Am dritten Tag fahren wir zum höchsten Berg des Oman, dem über 3000 Meter hohen Jebel Shams. Unterhalb des für Besucher gesperrten Gipfels befindet sich ein Plateau mit einer an die tausend Meter fast senkrecht abfallenden Abbruchkante. Nur wenige Schritte vom Abgrund entfernt stellen wir den Geländewagen ab, steigen aus – und sind von dem sich vor uns ausbreitenden Panorama überwältigt. In Jahrmillionen haben sich hier Sedimentschichten, die sonst viele Kilometer tief unter der Erdoberfläche verborgen sind, mit der für tektonische Veränderungen rasanten Geschwindigkeit von drei Zentimetern pro Jahr auf die Landmassen geschoben. Viel zu kurz ist ein Menschenleben, um die Zeiträume zu erfassen, in denen sich ein Gebirge wie dieses auftürmte. Doch am Jebel Shams, wo die übereinander geschobenen Zeitalter nackt und bloß vor uns liegen, ahnen wir die gewaltigen Kräfte, die unter unseren Füßen wirken.

Die Luft ist dünn, und in der Nacht wird es empfindlich kalt werden. Trotzdem beschließen wir, auf dem Plateau zu übernachten.
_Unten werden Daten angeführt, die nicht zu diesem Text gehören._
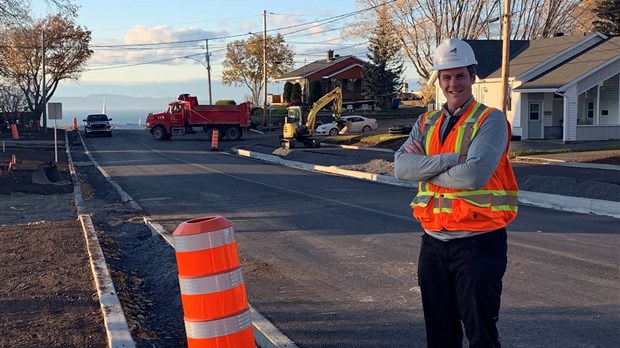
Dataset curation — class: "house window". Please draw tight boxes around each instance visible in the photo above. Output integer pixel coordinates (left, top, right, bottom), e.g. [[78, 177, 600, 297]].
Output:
[[530, 103, 540, 121], [586, 101, 594, 118]]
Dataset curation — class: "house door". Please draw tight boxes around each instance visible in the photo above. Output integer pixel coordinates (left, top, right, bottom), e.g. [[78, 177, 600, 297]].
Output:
[[527, 102, 543, 139]]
Wir freuen uns, dass wir diesen besonderen Ort ganz für uns haben und sind gerade dabei, es uns gemütlich zu machen, da kommt wie aus dem Nichts ein altes Mütterchen auf uns zugetippelt. Ohne Guide in dieser abweisenden, unerbittlichen Bergwelt sind wir unsicher und etwas ratlos: Was will sie von uns? Können wir sie irgendwie abwimmeln? Die alte Frau tritt ganz nah an uns heran, näher, als wir es in Mitteleuropa gewöhnt sind, und beginnt auf uns einzureden. Wir verstehen natürlich kein Wort, doch dann wird uns klar, dass sie wissen will, woher wir kommen und ob wir eine Familie sind. Mit Händen und Füßen erklären wir, dass wir Vater, Sohn und Tochter sind, und im Gegenzug erfahren wir, dass sie zwei Söhne und zwei Töchter hat, zwei von ihnen arbeiten in der Hauptstadt Maskat. Ich will ein guter Gast in diesem Land sein und auch nicht unhöflich, aber ich bin immer noch skeptisch: Was wird das jetzt hier? Als die alte Frau aus den Falten ihres Gewandes ein Bündel mit kunstvoll geknüpften Armbändchen herausholt, bin ich fast erleichtert. Ach so, ja, das kenne ich. Sie will uns etwas verkaufen. Die alte Frau hält mir auffordernd das Knäuel hin, einen Rial soll so ein Bändchen kosten. Weil ich unentschlossen bin, ob ich eines nehmen soll, zupft sie mir eines heraus. Das fliederfarbene, metallisch schimmernde Material, die auf das Band genähten kleinen Glitzerblümchen und der bunte Wollpuschel, der das Ganze krönt, treffen nicht ganz meinen Geschmack, aber ich kaufe es. Mein Vater und mein Bruder lehnen ab, was die alte Frau zu unserem Erstaunen sofort akzeptiert. Dann umarmt sie uns alle herzlich, es ist eher ein Knuddeln, und schon ist sie wieder weg. Die Begegnung hat keine fünf Minuten gedauert. Mit ein wenig Verspätung verstehe ich, dass es keinen Grund für unsere Zurückhaltung und unser Misstrauen gegeben hatte. Das Bändchen war eher ein Gastgeschenk als eine Ware, denn mit zwei erwachsenen Kindern in der Hauptstadt muss sich die Frau wohl kaum Sorgen um den Familienunterhalt machen. Der Austausch hatte einen viel elementareren Grund: In einer unerbittlichen Landschaft kann es eine Sache des Überlebens sein, dass Menschen miteinander in Verbindung treten.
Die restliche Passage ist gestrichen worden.